"The scalability of Raytrace improves with XOrder, yet table 4 shows an
increase in aborts at 16 and 32 processors. Please explain."

Note that not all aborts are equal. The Raytrace program contains a global
"counter" variable which is read and updated by each thread. The code is
essentially, "begin_transaction(); my_count = global++; end_transaction();".
The reason for the improved performance is because the XOrder version of
Raytrace is actually seeing more "true" conflicts. XOrder analysis has removed
some of the "false" conflicts for longer running transactions. This allows for
more threads to operate in parallel, which in turn, results in more aborts
(from the read-modify-write behavior on the global counter).

"I see unstructured transactions mainly as a way for the authors to create
test cases but not really a key contribution of the work ... it’s unclear how
this can be used in the future."
"Why are the details of unstructured transactions relevant to the PLDI
community?"

It is true that our analyses needed to handle unstructured transactions in
order to run the test cases. However, short of building an analysis
infrastructure that handles atomic blocks (e.g., modifying the FrontC and
AST's of CIL), program analysis tools that work with transactional programs
must also be able handle this programming idiom. For example, many of the
STM system's available today rely on the programmer to manually specify the
beginning and ending of a transaction via a call to the STM runtime library.

The atomic block construct is a language-based technique to reduce programmer
errors. Underlying systems (either an HTM or STM's runtime library), will have
low-level primitives similiar to begin_transaction() and end_transaction(). To
analyze low-level code, an analysis tool has two options: 1) handle the
program as is (the approach we chose) or 2) attempt to translate the program's
begin_transaction() and end_transaction() statements into atomic blocks.
Option 2 is attractive, but will require an analysis like that which we have
presented.

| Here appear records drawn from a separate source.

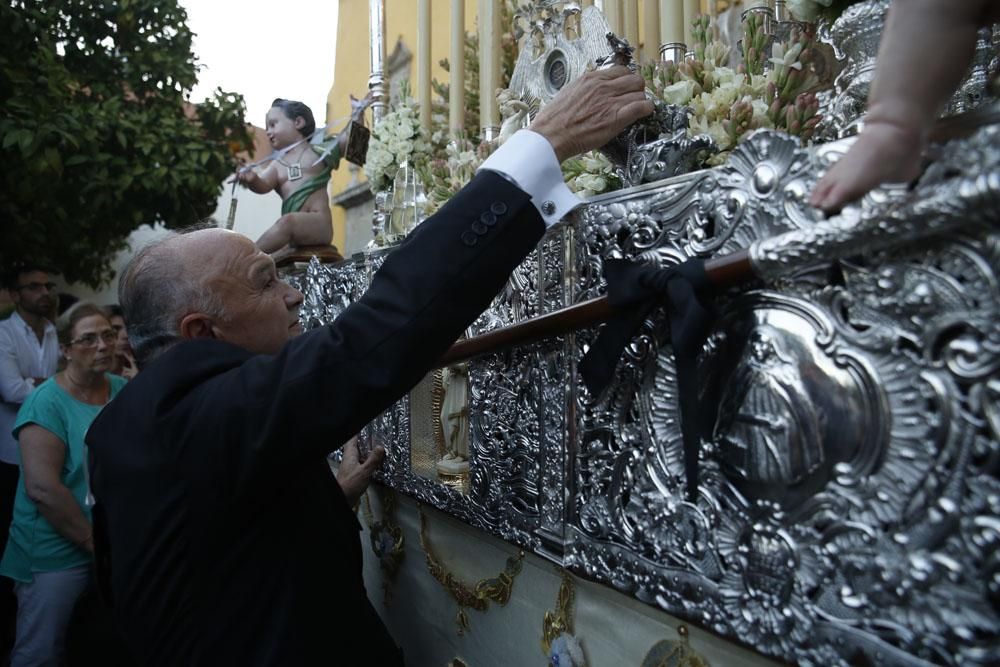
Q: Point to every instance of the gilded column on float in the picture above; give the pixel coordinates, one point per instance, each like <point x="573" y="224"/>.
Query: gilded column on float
<point x="456" y="60"/>
<point x="424" y="62"/>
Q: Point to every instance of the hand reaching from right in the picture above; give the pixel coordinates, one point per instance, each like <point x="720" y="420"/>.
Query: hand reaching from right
<point x="884" y="152"/>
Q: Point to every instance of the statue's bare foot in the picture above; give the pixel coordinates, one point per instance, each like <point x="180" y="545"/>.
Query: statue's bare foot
<point x="884" y="153"/>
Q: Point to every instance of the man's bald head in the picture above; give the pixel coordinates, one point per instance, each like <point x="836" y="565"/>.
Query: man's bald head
<point x="167" y="280"/>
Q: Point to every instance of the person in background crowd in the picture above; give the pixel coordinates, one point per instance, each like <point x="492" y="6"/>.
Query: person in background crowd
<point x="64" y="302"/>
<point x="29" y="353"/>
<point x="50" y="548"/>
<point x="124" y="363"/>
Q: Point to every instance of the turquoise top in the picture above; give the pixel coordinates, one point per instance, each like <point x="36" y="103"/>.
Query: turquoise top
<point x="34" y="544"/>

Additionally, a transaction-aware compiler will likely attempt to
"shrink" the code actually executed transactionally. For example, the
optimizing compiler, when translating an atomic block into its lower-level
primitives, might move a begin_transaction() or end_transaction() call across
a function boundary. Similiarly, the compiler might duplicate one (or both) of
these calls inside the branches of an if-statement. An analysis like that
which we have presented is necessary to verify the compiler optimization was
performed correctly (with respect to matched begin/end_transaction
statements).

"In some of the tests the number of conflicts goes up. Do you expect them to
be actual or false conflicts?"

We have addressed this question earlier; however, we note that a current
limitation of our simulator that we are not able to differentiate between true
and false conflicts. This ability would be extremely helpful for future
research.

"Do you have other XOrder experiments that can deliver a more complete picture
of the performance of software transaction (as a result of conflicts and cache
behavior)?"

We are currently working on the analysis of the Berkeley DB library and hope
to have results soon.

"Section 6 mentions that false conflicts are particularly problematic in HTM
systems because of cache-line-granularity conflict detection."

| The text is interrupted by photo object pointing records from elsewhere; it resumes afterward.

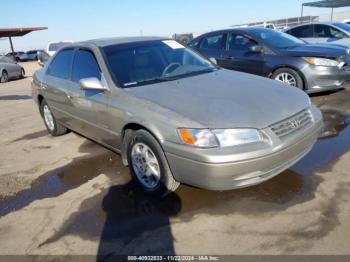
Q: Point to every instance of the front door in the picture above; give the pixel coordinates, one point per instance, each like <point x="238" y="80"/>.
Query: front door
<point x="93" y="105"/>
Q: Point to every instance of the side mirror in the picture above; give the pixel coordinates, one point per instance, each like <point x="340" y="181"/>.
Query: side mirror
<point x="256" y="49"/>
<point x="339" y="36"/>
<point x="92" y="83"/>
<point x="213" y="60"/>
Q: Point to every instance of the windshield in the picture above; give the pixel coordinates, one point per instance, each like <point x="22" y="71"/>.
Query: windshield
<point x="56" y="46"/>
<point x="141" y="63"/>
<point x="345" y="27"/>
<point x="277" y="39"/>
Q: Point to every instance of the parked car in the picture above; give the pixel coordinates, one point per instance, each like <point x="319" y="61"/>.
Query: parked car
<point x="15" y="56"/>
<point x="31" y="55"/>
<point x="52" y="47"/>
<point x="10" y="70"/>
<point x="278" y="56"/>
<point x="322" y="33"/>
<point x="43" y="57"/>
<point x="173" y="115"/>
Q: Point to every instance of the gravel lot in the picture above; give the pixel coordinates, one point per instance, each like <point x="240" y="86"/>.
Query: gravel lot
<point x="67" y="195"/>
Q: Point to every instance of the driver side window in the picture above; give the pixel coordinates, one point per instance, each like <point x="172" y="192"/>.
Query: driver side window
<point x="240" y="43"/>
<point x="85" y="66"/>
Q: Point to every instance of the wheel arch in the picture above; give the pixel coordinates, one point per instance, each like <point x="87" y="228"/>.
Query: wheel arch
<point x="292" y="68"/>
<point x="135" y="126"/>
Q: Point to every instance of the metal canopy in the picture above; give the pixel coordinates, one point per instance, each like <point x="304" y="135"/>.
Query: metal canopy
<point x="329" y="3"/>
<point x="12" y="32"/>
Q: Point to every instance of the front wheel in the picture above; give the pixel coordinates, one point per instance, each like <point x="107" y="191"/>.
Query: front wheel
<point x="22" y="73"/>
<point x="289" y="77"/>
<point x="54" y="128"/>
<point x="4" y="77"/>
<point x="148" y="164"/>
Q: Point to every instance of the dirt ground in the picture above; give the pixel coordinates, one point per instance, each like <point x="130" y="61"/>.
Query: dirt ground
<point x="66" y="195"/>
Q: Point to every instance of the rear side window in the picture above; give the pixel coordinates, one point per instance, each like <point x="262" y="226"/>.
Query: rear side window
<point x="326" y="31"/>
<point x="212" y="42"/>
<point x="84" y="66"/>
<point x="302" y="31"/>
<point x="194" y="44"/>
<point x="60" y="66"/>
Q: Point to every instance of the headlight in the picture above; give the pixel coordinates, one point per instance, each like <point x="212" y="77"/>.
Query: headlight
<point x="321" y="61"/>
<point x="205" y="138"/>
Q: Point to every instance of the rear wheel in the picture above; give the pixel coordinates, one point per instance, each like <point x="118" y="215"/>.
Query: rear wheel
<point x="288" y="76"/>
<point x="148" y="164"/>
<point x="54" y="128"/>
<point x="4" y="77"/>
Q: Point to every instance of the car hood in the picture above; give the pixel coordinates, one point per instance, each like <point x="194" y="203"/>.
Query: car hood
<point x="226" y="99"/>
<point x="330" y="51"/>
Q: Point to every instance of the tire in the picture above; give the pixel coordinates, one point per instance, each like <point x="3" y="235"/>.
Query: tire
<point x="22" y="73"/>
<point x="54" y="128"/>
<point x="165" y="183"/>
<point x="290" y="76"/>
<point x="4" y="77"/>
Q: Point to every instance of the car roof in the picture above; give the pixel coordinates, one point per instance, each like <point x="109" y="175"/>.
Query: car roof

We used an HTM system for our experiements. In general, false conflicts are
problematic on TM systems that use a "block" of memory as its granularity for
conflict detection. While common among HTM implementations, some STM
implementations also use this technique (cf. McRT). An STM system that does
not target memory-safe object oriented languages will likely use such a
technique, which makes XOrder applicable to these systems also.